Отправляясь исполнить приказание, Ермолов объявил Кутайсову, чтобы тот передал из резерва на левый фланг три конных артиллерийских роты.
– Я сам поведу эти роты! – обрадовался граф. Он жаждал дела.
– Кутайсов, друг! Ты – командующий артиллерии.
– Посылать пушки туда и сюда без меня есть кому. А на левом фланге Кутузов требует привести артиллерию в надлежащее устройство.
– Ну, что с тобой поделаешь, милый мой Фингал! – улыбнулся Ермолов товарищу. – С богом!
За крестами
Для солдата, для офицера и даже для генерала к десяти часам утра Бородинское сражение перестало быть осмысленным: иди туда, куда послали, отбей, убей, умри.
Багратион видел флеши и Семеновскую, Раевский свое поле и Курганскую высоту, Дохтуров неприятеля, идущего из-за Стонца. Даже Барклай де Толли навряд ли представлял себе общую картину сражения.
Но нет! Не высшая воля вела дивизии и собирала батареи в чудовищные тучи. Наполеон искал на русском поле свою победу, насылая рои пчел-убийц. Вместо Микулы Селяниновича на страже поля и самой земли русской стоял Кутузов. Дымокур в его руках трудился прилежно, стало быть, разительно.
Две человеческие воли не только олицетворяли два мира, они сотворяли битву: профессиональное убийство, называемое войной, немыслимо без науки, чудовищно извращенного ума, опыта и мощи духа. Вот и свершали то, что должно было свершиться.
Что же до Барклая де Толли, сей генерал – в обидах, как в коконе – искал смерти. Белая лошадь, посадка, будто на выездке, гордая голова, на лице – полководческая непроницаемость.
До Бородина в сражениях Михаил Богданович наловил своим генеральским телом шестнадцать пуль. На Бородине – Господь хранил его.
Судьба в тот понедельник, после тишины воскресного светлого дня, была к генералам немилостива. Ядром с редута выбило из седла славного Монбрена. Тяжелое ранение получил Моран. Его сменил Ланаберт и был убит. На место Ланаберта Наполеон отправил Коленкура – брата герцога. Коленкура хватило на час. Пуля попала в лоб.
Барклай де Толли был на Курганной высоте, когда французы бросили на русские пушки пехотную дивизию и тяжелую конницу.

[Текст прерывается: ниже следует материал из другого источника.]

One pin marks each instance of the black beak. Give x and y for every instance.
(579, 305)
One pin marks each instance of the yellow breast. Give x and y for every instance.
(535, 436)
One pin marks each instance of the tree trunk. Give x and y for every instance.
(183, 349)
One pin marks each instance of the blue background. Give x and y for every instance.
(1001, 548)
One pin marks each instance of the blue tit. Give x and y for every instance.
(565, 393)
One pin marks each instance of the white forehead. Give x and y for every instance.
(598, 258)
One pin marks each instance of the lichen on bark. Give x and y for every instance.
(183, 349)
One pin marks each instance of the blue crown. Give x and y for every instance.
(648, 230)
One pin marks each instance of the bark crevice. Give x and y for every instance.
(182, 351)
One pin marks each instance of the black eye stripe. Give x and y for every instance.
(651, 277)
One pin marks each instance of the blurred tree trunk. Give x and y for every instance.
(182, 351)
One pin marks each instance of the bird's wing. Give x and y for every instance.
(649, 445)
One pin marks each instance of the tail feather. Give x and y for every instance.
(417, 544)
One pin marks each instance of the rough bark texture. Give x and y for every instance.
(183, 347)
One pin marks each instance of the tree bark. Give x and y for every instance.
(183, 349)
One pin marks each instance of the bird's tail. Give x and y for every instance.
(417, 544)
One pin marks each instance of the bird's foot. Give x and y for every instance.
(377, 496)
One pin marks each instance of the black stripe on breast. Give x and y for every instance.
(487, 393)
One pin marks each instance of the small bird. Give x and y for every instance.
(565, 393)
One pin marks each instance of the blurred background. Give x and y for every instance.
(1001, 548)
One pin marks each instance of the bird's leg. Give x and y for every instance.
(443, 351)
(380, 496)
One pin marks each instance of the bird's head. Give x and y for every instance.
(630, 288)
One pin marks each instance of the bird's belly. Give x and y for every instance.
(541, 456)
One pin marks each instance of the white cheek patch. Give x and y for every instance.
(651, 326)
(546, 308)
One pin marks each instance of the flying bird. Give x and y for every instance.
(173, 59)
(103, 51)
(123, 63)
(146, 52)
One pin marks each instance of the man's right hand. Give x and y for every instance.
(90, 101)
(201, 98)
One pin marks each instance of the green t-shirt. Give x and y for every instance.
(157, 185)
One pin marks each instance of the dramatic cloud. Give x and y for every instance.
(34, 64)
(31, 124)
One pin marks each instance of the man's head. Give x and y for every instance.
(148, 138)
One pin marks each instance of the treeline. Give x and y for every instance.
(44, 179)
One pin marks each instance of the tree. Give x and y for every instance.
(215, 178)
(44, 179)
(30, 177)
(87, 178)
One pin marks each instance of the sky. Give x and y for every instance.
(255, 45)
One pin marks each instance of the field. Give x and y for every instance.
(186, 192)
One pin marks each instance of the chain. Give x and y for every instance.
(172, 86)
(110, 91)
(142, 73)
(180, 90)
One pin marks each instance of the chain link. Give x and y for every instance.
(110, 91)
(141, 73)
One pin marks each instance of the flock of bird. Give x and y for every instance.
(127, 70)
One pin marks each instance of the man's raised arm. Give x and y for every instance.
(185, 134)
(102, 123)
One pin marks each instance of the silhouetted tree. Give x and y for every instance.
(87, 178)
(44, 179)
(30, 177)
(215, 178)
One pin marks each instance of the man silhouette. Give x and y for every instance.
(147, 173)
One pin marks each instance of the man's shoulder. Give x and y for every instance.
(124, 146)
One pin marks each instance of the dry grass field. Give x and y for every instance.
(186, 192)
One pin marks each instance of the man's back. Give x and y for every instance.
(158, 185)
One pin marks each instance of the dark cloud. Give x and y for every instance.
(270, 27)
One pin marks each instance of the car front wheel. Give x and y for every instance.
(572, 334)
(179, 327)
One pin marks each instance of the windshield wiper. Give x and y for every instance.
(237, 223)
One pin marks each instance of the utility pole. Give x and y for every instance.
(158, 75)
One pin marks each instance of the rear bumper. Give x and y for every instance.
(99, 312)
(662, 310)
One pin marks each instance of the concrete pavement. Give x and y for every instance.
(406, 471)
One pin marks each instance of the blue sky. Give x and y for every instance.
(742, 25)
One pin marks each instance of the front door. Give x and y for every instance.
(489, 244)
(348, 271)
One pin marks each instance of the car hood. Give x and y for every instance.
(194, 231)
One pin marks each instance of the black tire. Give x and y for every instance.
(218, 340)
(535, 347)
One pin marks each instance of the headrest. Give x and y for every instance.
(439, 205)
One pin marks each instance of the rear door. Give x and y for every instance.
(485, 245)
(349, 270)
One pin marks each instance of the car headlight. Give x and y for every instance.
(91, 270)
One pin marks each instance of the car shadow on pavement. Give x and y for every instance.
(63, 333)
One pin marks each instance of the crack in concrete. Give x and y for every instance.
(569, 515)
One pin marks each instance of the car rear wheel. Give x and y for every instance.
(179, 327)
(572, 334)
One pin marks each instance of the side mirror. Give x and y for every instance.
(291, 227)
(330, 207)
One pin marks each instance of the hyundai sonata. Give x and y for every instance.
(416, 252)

Командующий армии вспомнил наконец, что он не смертник, не поручик, отвечающий за две пушки. Поскакал со своим поредевшим штабом в Горки. Оценить происходящее, отправить подкрепления.
И тут как раз пришлось бежать другому славному генералу – самому Раевскому. Командир 7-го корпуса встретил Бородино на трех ногах, с палкой: то ли вывих, то ли сильный ушиб – было не до врачей. Его командный пункт располагался в небольшом редуте за Курганной батареей. Когда французы навалились сокрушительной массою пехоты и конницы, пушки батареи вдруг начали умолкать одна за другой. О, вечная русская болезнь – снаряды кончились!
Раевский послал ординарцев к Паскевичу и к Васильчикову, чтоб ударили по своей же павшей высоте с флангов. И тут услышал отчаянный крик своего адъютанта:
– Ваше превосходительство! Спасайтесь!